A partir de entonces los encuentros en la cafetería se sucedieron a diario, pero aquella tarde fue especial para ambos, porque salieron de allí con sensaciones distintas a las que portaban cuando entraron. Samuel había reajustado su orden de prioridades: irrumpiendo con fuerza en el número uno se había colocado Lucía; el número dos lo ocupaba Kamduki y en tercer lugar figuraba su querido diván. Por otro lado, Lucía supo desde ese momento que cuando viajara a Kenia quedaría algo en España que la ataba, y que no iba a resultar tan sencillo establecerse para siempre en África, como había estado barajando en alguna que otra ocasión.
Por segunda semana consecutiva, la sesión cinematográfica de los viernes se había tenido que suspender. En esta ocasión fue Samuel quien telefoneó a Esteban anulando la cita: no habría aguantado ni diez minutos despierto.

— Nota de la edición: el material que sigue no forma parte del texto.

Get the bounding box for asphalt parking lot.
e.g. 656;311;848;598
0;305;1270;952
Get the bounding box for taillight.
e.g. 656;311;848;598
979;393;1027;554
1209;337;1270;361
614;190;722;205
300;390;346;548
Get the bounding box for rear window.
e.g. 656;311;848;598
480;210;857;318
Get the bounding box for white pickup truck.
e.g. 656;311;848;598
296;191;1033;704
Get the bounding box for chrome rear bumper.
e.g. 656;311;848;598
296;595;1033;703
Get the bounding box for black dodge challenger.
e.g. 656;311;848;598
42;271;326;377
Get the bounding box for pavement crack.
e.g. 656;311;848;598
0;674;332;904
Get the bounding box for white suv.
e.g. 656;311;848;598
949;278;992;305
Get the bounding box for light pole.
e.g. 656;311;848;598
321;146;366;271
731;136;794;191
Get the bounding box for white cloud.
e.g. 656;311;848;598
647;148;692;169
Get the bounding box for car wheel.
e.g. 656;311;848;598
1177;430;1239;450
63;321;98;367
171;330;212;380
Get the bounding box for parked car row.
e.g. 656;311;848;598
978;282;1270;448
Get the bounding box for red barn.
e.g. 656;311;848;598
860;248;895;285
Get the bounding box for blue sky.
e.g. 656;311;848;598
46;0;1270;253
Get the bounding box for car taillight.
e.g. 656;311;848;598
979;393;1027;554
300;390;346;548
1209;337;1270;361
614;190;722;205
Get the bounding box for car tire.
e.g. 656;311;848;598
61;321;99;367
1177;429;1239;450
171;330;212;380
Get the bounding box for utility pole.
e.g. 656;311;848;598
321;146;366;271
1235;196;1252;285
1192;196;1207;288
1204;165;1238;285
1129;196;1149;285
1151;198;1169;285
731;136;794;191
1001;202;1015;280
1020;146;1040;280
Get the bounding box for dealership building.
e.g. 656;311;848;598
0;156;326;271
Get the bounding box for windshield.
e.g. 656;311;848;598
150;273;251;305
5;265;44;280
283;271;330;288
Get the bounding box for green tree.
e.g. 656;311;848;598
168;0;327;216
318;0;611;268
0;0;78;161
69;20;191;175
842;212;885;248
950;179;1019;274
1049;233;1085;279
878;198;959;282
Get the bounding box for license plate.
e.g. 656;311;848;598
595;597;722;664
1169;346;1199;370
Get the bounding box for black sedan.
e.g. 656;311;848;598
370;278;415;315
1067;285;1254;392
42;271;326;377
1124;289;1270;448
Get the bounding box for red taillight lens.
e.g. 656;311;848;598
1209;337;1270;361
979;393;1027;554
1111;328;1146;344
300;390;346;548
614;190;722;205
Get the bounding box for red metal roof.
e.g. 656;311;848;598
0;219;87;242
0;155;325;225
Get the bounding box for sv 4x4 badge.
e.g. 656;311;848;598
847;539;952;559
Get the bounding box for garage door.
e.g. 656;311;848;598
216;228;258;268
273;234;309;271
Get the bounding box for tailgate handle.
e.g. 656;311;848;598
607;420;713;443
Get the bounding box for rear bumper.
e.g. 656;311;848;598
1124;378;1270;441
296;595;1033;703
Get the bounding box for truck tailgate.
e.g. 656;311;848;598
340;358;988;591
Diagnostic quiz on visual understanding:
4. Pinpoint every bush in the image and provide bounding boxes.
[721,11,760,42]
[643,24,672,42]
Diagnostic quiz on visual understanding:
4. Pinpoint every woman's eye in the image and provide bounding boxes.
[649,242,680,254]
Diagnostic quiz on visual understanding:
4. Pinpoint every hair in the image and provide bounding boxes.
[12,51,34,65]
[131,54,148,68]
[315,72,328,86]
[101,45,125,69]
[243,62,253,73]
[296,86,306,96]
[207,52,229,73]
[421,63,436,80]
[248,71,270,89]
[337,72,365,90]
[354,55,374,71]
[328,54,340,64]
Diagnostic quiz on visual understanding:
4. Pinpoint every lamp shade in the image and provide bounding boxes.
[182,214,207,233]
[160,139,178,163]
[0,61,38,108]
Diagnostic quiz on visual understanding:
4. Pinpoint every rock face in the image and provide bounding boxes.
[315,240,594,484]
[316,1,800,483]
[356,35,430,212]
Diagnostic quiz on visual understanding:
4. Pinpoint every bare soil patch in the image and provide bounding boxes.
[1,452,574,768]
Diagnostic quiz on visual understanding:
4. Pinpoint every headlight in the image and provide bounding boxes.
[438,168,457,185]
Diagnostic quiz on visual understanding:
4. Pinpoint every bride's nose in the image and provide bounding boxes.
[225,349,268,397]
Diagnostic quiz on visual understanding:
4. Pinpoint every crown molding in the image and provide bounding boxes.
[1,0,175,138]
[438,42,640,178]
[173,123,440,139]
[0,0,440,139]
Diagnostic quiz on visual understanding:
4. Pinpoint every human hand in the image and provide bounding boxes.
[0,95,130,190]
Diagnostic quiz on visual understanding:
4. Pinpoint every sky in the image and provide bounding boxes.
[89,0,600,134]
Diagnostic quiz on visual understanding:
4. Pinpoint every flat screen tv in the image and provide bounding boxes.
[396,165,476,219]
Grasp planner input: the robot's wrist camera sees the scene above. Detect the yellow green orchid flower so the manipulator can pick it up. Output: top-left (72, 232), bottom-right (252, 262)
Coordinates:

Estaba tan agotado que apenas cenó; no obstante, antes de acostarse quiso saber cuántas personas seguían adelante en Kamduki. Y su sorpresa fue mayúscula: las pruebas aparentemente más simples habían causado auténticos estragos entre los participantes. Samuel no supo atribuir la raíz de tamaña debacle, si fue por la encubierta sencillez de la pérfida cuarta prueba o por el escaso plazo de resolución de la quinta; la cuestión era que ¡sólo 927 personas seguían adelante! Por primera vez desde que iniciara esa aventura se vio con posibilidades reales, no ilusorias, de conseguir el premio. Ahora además podría contar con la inestimable —aunque prohibida según las bases— ayuda de Lucía. Comenzaron más de tres millones de jugadores y ahora quedaban menos de mil, todos buenos competidores. ¡Y él se encontraba entre los supervivientes! Lo que no podía sospechar Samuel era que Marta también figuraba entre ellos.